Of course, they don’t intend to sound grudging about politics – on the contrary, they are bearishly political, hugging every good cause in sight – but these two quotes can only mean this: that poetry is always political; that the worst kind of poetry is that which doesn’t own up to its politics (e.g. Larkin); and therefore that the best will proclaim its politics with pride. (The manoeuvre will be familiar to readers of contemporary literary theory.) This is clearly an inadequate conception of both literature and politics, because there can be no pristine state which poetry inhabits before it is sullied by its contact with the political. These things are not separated like different chefs in a restaurant kitchen. While the editors urge on us the ‘inseparability’ of the poetic and the political, their language insists on an immense, primal separation: it is what allows them to say, for instance, that Glyn Maxwell’s gifts go beyond ‘the merely literary’.

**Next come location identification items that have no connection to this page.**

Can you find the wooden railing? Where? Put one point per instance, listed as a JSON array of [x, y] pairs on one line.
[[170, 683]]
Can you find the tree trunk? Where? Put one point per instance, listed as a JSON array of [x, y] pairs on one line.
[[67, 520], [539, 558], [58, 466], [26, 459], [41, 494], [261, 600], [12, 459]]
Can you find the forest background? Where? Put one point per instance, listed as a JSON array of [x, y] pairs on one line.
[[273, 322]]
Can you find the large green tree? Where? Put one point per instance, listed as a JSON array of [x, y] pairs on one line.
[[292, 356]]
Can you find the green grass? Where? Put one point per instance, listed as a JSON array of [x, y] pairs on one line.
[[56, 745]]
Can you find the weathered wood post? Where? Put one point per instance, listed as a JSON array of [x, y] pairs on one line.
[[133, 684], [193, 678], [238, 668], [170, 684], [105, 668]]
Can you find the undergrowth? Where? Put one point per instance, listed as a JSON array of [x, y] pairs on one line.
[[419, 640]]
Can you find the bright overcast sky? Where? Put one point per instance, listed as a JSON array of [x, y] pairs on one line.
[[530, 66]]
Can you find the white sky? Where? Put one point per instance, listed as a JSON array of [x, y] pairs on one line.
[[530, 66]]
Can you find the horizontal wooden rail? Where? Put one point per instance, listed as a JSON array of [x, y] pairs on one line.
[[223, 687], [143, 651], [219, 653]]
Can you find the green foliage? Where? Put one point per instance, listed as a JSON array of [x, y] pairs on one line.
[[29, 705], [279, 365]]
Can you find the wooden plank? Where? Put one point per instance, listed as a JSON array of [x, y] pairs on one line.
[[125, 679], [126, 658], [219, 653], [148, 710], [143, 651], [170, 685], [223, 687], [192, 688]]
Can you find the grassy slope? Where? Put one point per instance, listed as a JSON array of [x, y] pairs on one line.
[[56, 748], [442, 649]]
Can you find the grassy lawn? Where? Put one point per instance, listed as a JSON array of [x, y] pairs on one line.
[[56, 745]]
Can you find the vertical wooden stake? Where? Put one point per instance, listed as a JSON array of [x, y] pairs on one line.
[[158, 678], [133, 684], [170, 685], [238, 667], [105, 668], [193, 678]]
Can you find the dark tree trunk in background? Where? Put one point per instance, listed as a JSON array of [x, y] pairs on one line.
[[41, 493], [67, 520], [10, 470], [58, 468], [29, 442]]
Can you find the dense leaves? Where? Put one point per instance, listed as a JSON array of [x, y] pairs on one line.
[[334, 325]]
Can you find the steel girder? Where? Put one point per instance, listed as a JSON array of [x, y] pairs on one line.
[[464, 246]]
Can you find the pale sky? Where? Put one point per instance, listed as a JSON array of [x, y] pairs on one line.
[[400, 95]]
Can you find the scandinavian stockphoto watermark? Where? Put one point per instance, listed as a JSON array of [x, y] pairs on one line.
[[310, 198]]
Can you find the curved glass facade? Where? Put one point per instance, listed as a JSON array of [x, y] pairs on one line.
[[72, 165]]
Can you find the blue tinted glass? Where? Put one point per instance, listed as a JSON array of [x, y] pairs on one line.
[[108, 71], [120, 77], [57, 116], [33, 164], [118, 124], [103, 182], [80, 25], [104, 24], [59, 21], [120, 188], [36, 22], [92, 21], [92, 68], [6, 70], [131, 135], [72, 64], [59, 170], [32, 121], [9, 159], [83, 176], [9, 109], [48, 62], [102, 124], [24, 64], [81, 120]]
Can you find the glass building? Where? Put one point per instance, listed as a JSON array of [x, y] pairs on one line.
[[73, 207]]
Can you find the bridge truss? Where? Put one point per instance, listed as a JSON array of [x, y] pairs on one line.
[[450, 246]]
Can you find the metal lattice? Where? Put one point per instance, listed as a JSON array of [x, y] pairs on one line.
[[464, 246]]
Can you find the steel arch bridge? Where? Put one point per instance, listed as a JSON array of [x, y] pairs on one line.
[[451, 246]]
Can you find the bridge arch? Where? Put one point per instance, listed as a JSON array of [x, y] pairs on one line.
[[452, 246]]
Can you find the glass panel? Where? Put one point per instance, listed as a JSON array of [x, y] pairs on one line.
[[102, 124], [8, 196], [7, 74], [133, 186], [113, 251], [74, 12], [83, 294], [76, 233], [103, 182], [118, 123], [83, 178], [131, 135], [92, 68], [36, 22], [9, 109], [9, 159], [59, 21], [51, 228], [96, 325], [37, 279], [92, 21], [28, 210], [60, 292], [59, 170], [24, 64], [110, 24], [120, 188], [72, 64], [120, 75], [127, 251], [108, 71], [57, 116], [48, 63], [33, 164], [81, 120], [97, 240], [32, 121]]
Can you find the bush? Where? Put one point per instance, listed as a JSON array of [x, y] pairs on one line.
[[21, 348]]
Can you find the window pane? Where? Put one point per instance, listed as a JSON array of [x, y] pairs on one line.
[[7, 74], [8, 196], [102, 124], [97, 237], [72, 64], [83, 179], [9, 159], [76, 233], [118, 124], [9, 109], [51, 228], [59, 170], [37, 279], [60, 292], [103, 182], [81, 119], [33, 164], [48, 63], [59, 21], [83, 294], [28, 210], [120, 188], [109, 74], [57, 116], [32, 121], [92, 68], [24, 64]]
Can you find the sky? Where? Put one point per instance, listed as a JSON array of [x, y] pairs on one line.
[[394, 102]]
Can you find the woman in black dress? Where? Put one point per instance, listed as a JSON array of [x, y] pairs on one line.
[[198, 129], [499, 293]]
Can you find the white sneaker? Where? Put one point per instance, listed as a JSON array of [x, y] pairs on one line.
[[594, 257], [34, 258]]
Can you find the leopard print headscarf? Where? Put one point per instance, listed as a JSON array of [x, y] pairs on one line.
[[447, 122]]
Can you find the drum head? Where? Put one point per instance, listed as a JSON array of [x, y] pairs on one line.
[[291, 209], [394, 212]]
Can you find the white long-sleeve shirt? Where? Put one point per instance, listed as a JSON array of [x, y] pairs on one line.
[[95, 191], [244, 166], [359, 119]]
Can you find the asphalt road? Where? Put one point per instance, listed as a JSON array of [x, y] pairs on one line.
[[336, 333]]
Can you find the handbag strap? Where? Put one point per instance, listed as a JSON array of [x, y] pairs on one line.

But then language itself, on the editors’ account, is a poor thing. Ian McMillan’s work is praised for treating language ‘with a healthy Post-Modern disrespect’; Glyn Maxwell’s verse ‘reminds us that language is always debased currency.’ Again, this is vulgar and hasty. Language is a currency, but – exactly like a currency – it is by no means always debased: Glyn Maxwell’s poetry reminds us of this. Besides, ‘the absence of the imagination had/ Itself to be imagined,’ as Wallace Stevens has it in ‘The Plain Sense of Things’. One must first be rich to be newly poor. Does any poet, really, have a healthy disrespect for language without also having a healthy respect?